Before Torruella, Selya and Cyr, Circuit Judges.
Petitioner Edwin J. White, Jr., seeks a certificate of probable cause to appeal the dismissal of his 28 U.S.C. § 2254 habeas petition.
Assuming but not deciding that the district court should not have dismissed this petition for lack of jurisdiction, see Braden v. 30th Judicial Circuit Court, 410 U.S. 484, 499 n. 15 (1973) (federal district court of confining state has subject matter jurisdiction to entertain petition seeking to attack conviction in another state which may subject petitioner to future custody in that state); Thompson v. Missouri Bd. of Parole, 929 F.2d 396, 398 (8th Cir. 1991) (same); Byrd v. Martin, 754 F.2d 963, 965 (11th Cir. 1985) (proper remedy for failure to name, as respondent, Attorney General of state in which judgment is attacked, as required by Rule 2(b) of the Rules Governing Sec. 2254 cases, is not dismissal but return of petition for amendment pursuant to Rule 2(e)), and that petitioner has exhausted his state remedies, we nevertheless deny the certificate for probable cause on the ground that the petition on its face makes clear that petitioner is not entitled to habeas relief, see Rule 4 of the Rules Governing Section 2254 Cases, 28 U.S.C. fol. Sec. 2254.
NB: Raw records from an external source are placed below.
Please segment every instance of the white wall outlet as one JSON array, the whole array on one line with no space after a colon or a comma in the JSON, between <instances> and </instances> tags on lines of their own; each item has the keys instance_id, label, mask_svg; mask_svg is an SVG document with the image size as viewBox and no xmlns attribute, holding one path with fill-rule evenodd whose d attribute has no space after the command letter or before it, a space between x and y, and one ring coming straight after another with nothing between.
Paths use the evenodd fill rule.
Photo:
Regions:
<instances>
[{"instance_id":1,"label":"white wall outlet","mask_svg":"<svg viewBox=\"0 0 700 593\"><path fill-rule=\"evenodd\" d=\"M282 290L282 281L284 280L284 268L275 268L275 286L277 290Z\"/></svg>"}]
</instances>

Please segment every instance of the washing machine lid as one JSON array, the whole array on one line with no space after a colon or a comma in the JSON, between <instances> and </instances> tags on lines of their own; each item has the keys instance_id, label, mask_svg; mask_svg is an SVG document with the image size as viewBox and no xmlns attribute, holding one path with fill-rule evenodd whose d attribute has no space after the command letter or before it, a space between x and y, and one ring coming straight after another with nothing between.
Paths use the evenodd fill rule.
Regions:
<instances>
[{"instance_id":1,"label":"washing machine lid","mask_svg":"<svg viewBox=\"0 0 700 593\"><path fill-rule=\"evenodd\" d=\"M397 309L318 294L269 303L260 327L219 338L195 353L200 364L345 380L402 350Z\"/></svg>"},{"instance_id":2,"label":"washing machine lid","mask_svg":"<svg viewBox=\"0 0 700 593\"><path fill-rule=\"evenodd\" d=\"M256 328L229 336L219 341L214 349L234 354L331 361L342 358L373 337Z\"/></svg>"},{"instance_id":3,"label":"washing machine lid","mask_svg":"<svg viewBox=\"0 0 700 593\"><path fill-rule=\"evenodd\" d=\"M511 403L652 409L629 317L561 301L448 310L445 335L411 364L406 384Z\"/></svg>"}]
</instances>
Even if petitioner were correct in his allegation that his being held by the South Carolina Department of Correction from January 6 until January 16, 1986, after he had already pled guilty to the charge for which he had been extradited, was a violation of Article V(d) & V(e) of the Interstate Agreement on Detainers Act, Mass. Gen. L. ch. 276 app. Sec. 1-1, that violation would not amount to the sort of "fundamental defect" which entitles a petitioner to relief under 28 U.S.C. § 2254. See Reed v. Farley, 62 U.S.L.W. 4564, 4567 (U.S. June 20, 1994); Fasano v. Hall, 615 F.2d 555, 558 (1st Cir), cert. denied, 449 U.S. 867 (1980).
We likewise find no merit in the claim that the return of petitioner by South Carolina authorities on January 19, 1986, constituted a waiver of their right to execute the sentence against him. See Johnson v. West Virginia, 679 F. Supp. 596, 598 (S.D.W. Va. 1988) (general rule is that state does not lose power to execute sentence by turning prisoner over to another state for service of sentence). Finally, even though petitioner was kept between January 6 and 16, 1986, in the South Carolina Department of Correction, while awaiting his return to Massachusetts, we find no colorable support for a claim that South Carolina's requirement that petitioner serve his South Carolina sentence upon completion of his Massachusetts sentence, see Oglesby v. Leeke, 263 S.C. 283, 210 S.E.2d 232, 233 (1974) (prisoner who escaped from South Carolina prison and was later confined in New York prison for separate offense not entitled to have any time spent in New York prison credited toward South Carolina sentence), amounts to a piecemeal sentence in violation of the Federal Constitution.
The request for a certificate of probable cause is denied.